Age and gender also play a potential role in a population’s susceptibility. During the aging process, immune functions decline, rendering the host more vulnerable to certain viruses.20 We use the percentage of population below 18 years of age and their median age to determine potential effect of differences in mobility, response, and lifestyle factors. We also control for the percentage of the population that is female, as one COVID-19 study in Italy showed that about 82% of critically ill people admitted into intensive care were men.21

Personal health

Good overall personal health is a general indicator for disease resistance.

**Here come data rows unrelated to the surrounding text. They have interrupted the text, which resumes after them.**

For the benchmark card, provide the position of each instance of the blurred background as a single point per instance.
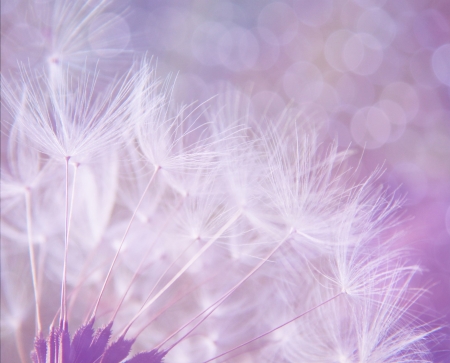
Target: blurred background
(374, 73)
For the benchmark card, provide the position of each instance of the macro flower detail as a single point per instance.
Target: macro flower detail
(138, 229)
(88, 346)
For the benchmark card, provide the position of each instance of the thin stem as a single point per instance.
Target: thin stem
(218, 302)
(32, 257)
(123, 240)
(63, 315)
(274, 329)
(19, 345)
(170, 218)
(188, 264)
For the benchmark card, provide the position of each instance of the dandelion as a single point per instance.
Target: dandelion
(153, 232)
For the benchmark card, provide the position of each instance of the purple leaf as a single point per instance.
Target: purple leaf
(81, 342)
(148, 357)
(99, 344)
(117, 351)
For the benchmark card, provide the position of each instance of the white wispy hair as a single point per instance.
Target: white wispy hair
(206, 235)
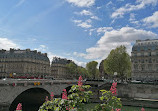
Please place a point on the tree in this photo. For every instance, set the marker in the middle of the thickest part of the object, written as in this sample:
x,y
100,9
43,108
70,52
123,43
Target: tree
x,y
118,61
92,68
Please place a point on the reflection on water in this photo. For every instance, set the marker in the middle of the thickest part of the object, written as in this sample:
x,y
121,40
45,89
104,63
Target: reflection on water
x,y
30,107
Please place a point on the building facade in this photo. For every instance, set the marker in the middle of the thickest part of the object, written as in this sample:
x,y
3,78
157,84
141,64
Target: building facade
x,y
144,58
23,63
59,69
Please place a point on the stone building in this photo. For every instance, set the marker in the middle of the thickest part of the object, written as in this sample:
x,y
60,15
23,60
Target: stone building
x,y
144,59
23,63
59,69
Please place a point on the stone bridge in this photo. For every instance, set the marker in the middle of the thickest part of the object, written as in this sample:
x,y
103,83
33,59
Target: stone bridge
x,y
31,93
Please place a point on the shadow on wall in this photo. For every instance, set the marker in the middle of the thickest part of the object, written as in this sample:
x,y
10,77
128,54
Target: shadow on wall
x,y
31,99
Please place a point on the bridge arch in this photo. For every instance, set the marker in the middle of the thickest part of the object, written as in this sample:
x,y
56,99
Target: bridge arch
x,y
31,98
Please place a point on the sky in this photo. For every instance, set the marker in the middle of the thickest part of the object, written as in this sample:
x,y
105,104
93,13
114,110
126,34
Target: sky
x,y
80,30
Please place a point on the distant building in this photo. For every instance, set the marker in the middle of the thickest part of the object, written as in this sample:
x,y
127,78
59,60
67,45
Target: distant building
x,y
144,59
59,69
23,63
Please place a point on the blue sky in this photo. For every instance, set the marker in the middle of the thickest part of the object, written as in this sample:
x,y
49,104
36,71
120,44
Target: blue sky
x,y
81,30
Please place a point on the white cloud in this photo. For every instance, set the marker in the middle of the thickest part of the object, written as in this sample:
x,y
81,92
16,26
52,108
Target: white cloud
x,y
85,12
19,3
140,4
88,13
5,43
152,21
132,17
112,39
86,24
95,18
103,29
82,3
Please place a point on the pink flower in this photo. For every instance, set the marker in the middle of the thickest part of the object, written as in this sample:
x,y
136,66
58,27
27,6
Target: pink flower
x,y
142,109
80,81
46,98
64,94
118,109
52,95
113,88
19,107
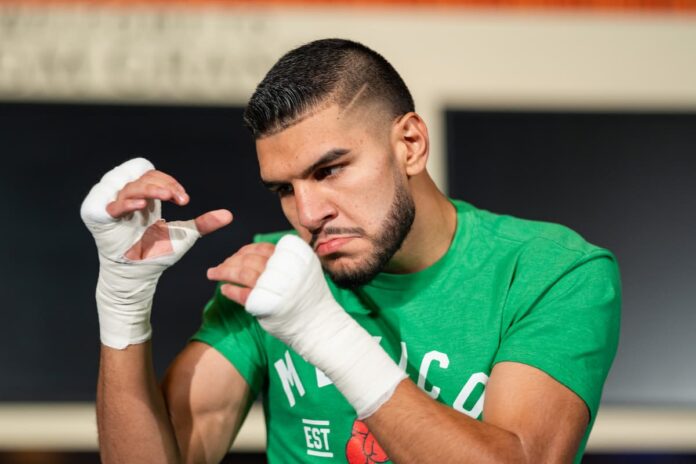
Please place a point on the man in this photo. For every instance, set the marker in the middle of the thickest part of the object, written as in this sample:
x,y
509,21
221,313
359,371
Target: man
x,y
441,333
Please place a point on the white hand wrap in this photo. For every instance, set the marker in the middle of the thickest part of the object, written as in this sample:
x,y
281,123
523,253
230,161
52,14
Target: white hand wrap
x,y
125,287
293,302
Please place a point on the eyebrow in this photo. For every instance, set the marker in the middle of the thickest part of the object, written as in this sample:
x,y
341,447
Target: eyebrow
x,y
328,157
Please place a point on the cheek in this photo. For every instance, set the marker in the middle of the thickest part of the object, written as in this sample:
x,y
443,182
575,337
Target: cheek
x,y
290,212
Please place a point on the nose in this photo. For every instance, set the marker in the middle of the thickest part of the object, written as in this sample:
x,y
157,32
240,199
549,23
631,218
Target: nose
x,y
313,207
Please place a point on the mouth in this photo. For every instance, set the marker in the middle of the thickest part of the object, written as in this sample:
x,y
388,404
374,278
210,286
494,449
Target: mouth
x,y
331,245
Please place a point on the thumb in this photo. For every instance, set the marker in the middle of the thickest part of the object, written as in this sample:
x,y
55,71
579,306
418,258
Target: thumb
x,y
212,221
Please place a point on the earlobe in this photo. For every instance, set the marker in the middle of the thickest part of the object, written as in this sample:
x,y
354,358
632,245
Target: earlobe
x,y
411,143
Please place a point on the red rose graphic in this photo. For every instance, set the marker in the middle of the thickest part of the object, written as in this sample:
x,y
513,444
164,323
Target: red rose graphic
x,y
362,448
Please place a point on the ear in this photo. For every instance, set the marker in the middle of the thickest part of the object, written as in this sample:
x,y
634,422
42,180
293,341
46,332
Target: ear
x,y
410,142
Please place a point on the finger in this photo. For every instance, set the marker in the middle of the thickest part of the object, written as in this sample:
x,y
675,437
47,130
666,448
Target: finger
x,y
251,261
162,178
264,249
236,293
143,188
213,220
117,208
234,274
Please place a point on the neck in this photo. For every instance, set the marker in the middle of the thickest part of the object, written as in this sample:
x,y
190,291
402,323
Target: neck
x,y
432,231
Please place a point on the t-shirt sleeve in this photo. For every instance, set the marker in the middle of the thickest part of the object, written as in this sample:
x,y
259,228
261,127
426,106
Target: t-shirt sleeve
x,y
232,331
566,322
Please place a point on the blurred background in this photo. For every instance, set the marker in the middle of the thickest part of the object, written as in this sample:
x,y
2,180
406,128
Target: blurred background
x,y
581,112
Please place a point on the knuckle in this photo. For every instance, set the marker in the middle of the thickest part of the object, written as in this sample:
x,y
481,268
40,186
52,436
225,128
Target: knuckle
x,y
249,276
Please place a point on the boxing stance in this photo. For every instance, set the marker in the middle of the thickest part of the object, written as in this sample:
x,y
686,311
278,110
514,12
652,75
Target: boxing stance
x,y
391,323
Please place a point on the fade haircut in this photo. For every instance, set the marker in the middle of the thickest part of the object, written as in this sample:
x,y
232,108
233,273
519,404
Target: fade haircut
x,y
320,73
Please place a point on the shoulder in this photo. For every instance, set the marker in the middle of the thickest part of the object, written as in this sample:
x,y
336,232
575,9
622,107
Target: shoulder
x,y
527,235
542,249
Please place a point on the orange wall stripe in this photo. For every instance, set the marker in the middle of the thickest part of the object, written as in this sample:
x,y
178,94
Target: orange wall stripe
x,y
640,5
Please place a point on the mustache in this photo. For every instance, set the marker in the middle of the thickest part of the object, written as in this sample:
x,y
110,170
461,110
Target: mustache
x,y
335,231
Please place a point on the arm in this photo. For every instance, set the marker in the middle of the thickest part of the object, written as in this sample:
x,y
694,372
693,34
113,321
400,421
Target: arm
x,y
193,418
528,418
135,246
208,401
528,415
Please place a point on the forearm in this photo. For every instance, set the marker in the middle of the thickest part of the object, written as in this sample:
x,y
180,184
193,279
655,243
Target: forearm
x,y
132,417
413,428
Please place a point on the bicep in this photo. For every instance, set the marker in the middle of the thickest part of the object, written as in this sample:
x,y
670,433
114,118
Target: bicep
x,y
549,419
207,400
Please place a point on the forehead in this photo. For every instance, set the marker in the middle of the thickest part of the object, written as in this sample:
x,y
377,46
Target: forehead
x,y
301,144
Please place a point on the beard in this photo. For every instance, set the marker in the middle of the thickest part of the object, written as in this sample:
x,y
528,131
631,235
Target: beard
x,y
386,242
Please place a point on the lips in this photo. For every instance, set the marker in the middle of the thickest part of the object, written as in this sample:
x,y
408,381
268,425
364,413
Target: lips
x,y
331,245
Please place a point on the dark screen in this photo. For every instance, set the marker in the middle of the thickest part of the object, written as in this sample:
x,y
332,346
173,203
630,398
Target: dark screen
x,y
625,181
52,155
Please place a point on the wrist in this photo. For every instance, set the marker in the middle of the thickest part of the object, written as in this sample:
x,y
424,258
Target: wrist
x,y
124,314
352,358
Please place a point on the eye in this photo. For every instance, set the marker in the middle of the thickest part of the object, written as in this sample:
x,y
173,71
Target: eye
x,y
327,171
283,190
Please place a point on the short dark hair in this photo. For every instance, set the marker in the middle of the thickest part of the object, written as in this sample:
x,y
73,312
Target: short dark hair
x,y
327,70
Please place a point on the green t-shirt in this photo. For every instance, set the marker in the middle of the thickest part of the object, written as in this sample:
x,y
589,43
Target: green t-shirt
x,y
506,290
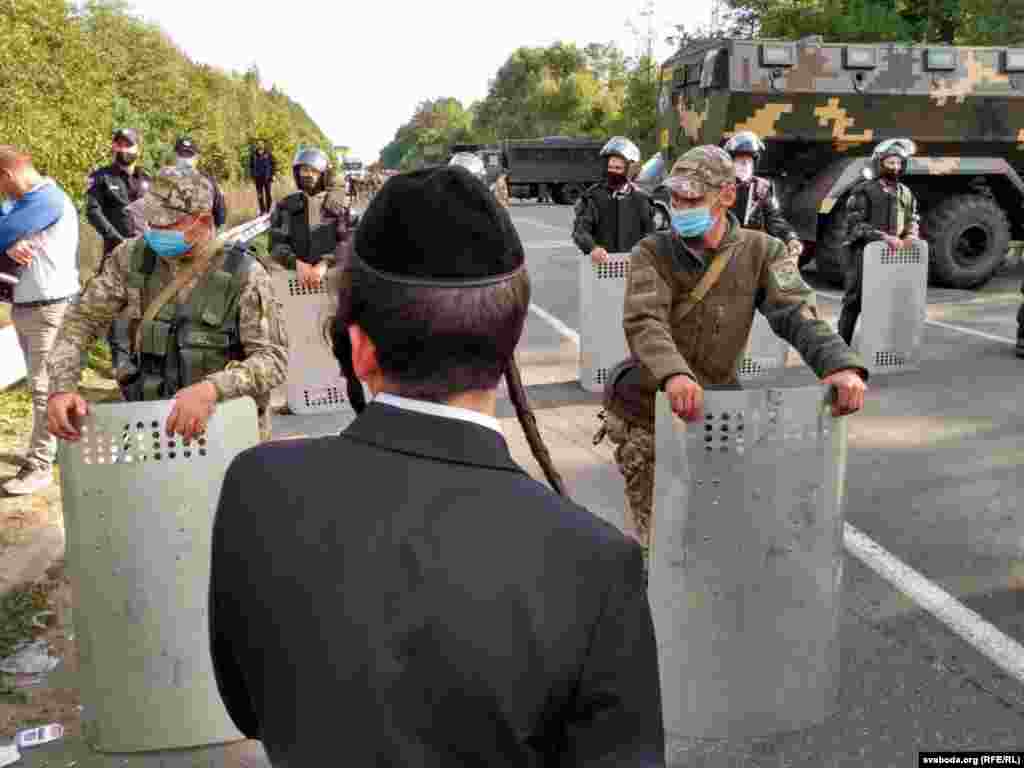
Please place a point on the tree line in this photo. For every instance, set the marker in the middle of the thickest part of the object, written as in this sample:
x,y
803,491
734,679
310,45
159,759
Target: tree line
x,y
597,91
74,72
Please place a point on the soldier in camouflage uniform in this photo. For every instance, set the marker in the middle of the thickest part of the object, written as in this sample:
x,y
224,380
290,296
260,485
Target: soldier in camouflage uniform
x,y
756,206
303,225
218,337
878,209
681,353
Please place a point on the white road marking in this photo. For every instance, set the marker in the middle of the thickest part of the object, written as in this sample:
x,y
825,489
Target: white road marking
x,y
999,648
543,244
939,324
1003,650
552,321
544,225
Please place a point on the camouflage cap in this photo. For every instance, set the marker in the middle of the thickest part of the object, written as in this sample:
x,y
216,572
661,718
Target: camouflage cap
x,y
699,170
174,194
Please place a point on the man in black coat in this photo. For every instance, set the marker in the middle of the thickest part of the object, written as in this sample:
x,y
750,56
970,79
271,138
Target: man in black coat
x,y
403,593
262,169
613,215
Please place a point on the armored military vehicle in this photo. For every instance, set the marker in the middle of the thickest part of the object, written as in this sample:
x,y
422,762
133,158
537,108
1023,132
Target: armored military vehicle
x,y
820,109
564,165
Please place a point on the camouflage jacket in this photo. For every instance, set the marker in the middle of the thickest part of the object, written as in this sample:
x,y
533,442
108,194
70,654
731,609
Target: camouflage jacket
x,y
108,294
758,208
875,210
709,342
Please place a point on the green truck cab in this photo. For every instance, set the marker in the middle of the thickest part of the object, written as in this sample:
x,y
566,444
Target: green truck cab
x,y
821,108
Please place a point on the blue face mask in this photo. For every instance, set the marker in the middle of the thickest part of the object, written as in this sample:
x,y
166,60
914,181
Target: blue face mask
x,y
691,222
167,243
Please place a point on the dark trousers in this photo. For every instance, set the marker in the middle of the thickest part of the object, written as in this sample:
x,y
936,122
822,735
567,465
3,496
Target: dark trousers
x,y
263,195
853,278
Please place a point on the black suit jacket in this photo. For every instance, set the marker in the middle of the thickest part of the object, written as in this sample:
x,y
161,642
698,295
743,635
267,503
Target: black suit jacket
x,y
404,594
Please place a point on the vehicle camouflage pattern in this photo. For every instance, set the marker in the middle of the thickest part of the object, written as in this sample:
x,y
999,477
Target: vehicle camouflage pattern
x,y
821,109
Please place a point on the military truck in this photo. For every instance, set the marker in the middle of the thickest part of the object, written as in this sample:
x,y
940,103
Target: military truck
x,y
821,108
565,166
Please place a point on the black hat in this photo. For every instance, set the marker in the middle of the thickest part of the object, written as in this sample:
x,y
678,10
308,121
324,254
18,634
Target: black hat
x,y
185,145
440,227
128,134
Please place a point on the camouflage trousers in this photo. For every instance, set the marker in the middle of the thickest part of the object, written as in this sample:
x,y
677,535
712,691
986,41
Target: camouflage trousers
x,y
635,459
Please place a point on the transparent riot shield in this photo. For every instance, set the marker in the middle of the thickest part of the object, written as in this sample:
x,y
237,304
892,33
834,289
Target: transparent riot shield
x,y
138,514
314,382
747,563
894,307
765,353
602,342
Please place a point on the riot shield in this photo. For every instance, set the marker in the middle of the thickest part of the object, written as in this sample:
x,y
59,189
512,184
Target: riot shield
x,y
747,562
138,515
765,353
314,381
602,342
894,307
12,367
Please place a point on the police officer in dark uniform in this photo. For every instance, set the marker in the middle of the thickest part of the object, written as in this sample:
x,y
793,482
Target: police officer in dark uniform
x,y
408,567
112,190
756,206
878,209
613,215
187,157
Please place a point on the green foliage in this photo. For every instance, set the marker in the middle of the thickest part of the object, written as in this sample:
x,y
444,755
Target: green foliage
x,y
950,22
74,72
558,90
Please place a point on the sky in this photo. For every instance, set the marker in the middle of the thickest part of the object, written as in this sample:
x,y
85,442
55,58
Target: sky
x,y
360,68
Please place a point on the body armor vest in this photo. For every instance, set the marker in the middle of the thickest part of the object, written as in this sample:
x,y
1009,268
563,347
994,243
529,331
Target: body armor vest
x,y
889,213
186,342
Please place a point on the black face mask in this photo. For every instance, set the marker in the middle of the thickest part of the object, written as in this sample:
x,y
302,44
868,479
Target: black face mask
x,y
615,180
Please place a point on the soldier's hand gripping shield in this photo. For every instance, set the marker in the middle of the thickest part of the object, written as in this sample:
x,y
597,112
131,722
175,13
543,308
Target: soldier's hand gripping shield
x,y
745,562
138,513
622,146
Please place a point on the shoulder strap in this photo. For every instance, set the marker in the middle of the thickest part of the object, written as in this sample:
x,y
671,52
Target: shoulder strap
x,y
143,260
708,281
721,261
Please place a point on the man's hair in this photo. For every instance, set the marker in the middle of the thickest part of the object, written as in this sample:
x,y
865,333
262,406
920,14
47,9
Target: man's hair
x,y
435,343
12,159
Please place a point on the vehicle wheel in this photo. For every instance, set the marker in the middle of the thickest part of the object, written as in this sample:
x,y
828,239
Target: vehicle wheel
x,y
828,249
569,194
968,238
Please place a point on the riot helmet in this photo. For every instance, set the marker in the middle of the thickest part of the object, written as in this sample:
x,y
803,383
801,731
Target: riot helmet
x,y
623,147
893,147
652,172
745,142
744,148
314,179
471,163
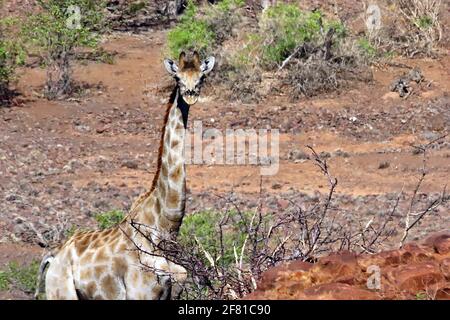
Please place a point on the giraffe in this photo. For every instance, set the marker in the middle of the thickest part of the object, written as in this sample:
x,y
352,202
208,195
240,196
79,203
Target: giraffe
x,y
104,264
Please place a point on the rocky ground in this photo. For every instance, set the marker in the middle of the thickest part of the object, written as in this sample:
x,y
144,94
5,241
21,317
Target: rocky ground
x,y
62,162
417,271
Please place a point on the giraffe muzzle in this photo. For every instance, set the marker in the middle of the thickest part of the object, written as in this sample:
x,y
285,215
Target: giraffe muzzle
x,y
190,97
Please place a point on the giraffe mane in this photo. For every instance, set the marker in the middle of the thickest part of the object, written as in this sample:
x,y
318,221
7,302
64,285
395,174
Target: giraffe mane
x,y
142,197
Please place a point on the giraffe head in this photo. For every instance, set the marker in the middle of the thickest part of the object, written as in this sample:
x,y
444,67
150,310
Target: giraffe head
x,y
189,74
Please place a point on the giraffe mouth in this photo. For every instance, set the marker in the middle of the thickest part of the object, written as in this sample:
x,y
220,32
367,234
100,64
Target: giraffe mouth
x,y
190,99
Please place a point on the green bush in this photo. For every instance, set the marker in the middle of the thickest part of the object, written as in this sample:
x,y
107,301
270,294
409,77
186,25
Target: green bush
x,y
285,27
203,31
11,54
367,48
109,219
54,33
204,226
190,34
23,278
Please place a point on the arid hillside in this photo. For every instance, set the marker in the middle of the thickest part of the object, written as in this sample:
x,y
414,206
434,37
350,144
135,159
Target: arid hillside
x,y
63,162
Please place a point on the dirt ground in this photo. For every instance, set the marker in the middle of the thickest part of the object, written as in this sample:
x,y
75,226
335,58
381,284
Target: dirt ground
x,y
67,160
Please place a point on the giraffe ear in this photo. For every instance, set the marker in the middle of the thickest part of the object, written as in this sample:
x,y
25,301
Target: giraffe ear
x,y
171,66
207,65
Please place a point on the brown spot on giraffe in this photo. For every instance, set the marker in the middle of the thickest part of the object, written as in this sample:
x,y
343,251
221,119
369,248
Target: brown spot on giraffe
x,y
99,271
175,175
101,255
174,143
173,198
109,287
119,266
86,258
91,288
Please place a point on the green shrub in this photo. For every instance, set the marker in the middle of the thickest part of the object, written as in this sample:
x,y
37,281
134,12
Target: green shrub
x,y
109,219
54,33
204,226
23,278
4,283
366,47
285,27
203,31
11,54
190,34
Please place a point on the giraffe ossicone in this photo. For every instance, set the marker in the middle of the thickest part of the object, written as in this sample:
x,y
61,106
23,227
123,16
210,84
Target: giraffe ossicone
x,y
105,264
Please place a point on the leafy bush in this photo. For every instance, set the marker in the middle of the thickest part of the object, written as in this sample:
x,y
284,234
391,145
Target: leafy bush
x,y
204,227
190,34
285,27
23,278
11,55
367,48
203,32
109,219
54,32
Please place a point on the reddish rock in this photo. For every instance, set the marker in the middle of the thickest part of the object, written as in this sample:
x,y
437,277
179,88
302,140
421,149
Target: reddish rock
x,y
415,270
416,277
445,268
339,291
270,277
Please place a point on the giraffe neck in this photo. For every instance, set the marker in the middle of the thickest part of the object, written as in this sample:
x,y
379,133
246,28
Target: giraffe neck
x,y
163,207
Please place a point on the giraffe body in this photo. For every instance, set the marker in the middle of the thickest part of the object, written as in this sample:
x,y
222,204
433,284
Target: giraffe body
x,y
121,262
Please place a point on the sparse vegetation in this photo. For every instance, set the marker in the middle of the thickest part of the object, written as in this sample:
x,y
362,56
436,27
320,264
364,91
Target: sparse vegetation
x,y
56,31
412,28
20,277
109,219
203,227
11,56
204,31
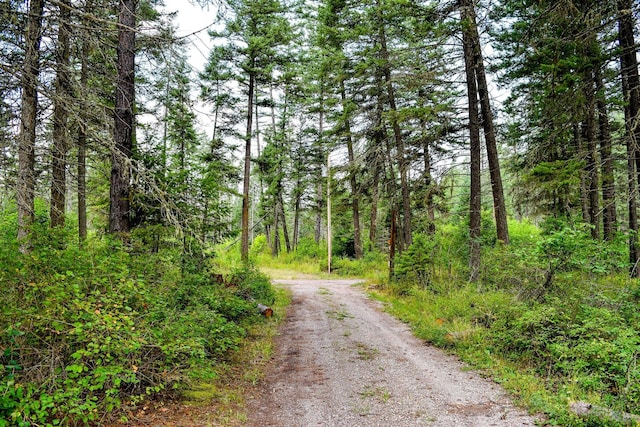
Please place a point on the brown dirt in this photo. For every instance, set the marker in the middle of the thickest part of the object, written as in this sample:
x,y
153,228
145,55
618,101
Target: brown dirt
x,y
342,361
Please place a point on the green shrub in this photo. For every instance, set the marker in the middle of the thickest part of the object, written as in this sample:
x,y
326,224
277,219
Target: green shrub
x,y
85,331
416,264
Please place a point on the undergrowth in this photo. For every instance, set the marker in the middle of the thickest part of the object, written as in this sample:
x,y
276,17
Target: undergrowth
x,y
554,317
88,332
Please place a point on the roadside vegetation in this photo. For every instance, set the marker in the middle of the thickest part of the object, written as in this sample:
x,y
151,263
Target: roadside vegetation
x,y
88,334
553,317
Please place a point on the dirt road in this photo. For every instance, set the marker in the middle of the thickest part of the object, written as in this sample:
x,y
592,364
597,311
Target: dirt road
x,y
341,361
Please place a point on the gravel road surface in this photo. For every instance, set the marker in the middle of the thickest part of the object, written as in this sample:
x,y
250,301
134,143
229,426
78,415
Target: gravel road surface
x,y
342,361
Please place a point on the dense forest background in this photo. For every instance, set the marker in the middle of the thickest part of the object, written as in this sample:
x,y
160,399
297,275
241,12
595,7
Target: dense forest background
x,y
492,143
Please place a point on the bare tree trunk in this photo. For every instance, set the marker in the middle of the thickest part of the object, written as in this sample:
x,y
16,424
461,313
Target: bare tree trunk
x,y
591,162
355,196
25,193
61,103
244,246
285,230
402,161
82,152
275,247
375,196
579,137
500,210
392,244
631,92
609,217
319,192
475,147
124,120
296,217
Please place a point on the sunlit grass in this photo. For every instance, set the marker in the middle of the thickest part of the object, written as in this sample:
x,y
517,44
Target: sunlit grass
x,y
225,389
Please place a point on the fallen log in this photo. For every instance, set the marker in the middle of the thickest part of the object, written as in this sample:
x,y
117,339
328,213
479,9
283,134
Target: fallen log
x,y
588,410
265,311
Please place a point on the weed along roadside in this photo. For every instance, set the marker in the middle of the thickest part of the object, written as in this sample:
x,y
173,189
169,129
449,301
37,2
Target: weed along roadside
x,y
189,346
341,361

Additionally, the health belief model suggests that a person’s belief in a personal threat of a disease, together with faith in the effectiveness of behavioral recommendations, predicts the likelihood of the person adopting the recommendation.22 We use the percentage of the population that reports insufficient amount of sleep, is obese (as defined by a body mass index above 30), and smokes daily. Given the latter two are publicized risk factors for COVID-19, there is a potential for greater caution following the value-expectancy concepts of the health belief model. Yet, medicinal nicotine has been identified as a potential protective factor against infection by SARS-CoV-2.23 We also measure the preventable hospitalization rate (that is, the rate of hospital stays for ambulatory-care sensitive conditions) as a potential indicator of poor personal health and the social association rate (that is, the average number of membership associations), which is generally connected with positive mental health and happiness.

External health

Previous studies suggest that exposure to pollution can suppress immune responses and proliferate the transmission of infectious diseases,24 and that the COVID-19 mortality rate is associated with air pollution.25 However, the impact of air pollution on the spread of COVID-19 is not yet known.24 We use the 2014 average daily density of fine particulate matter PM2.5 to measure air pollution across U.S. counties, and the percentage of population living in rural areas to account for physical distancing being more prevalent in rural areas. In addition, the food environment index reflects access to grocery stores and healthy foods.

Other confounders

Population density and overcrowding is significant when considering public health crises, facilitating the spread of diseases in developing and developed countries alike.26 As the climate is another highly publicized confounder potentially influencing the COVID-19 transmission rate,27 we also include each county’s average temperature during February and March 2020. To control for the temporality of the outbreak, we bring in a variable representing the number of days between January 01 and the 10thconfirmed case reported.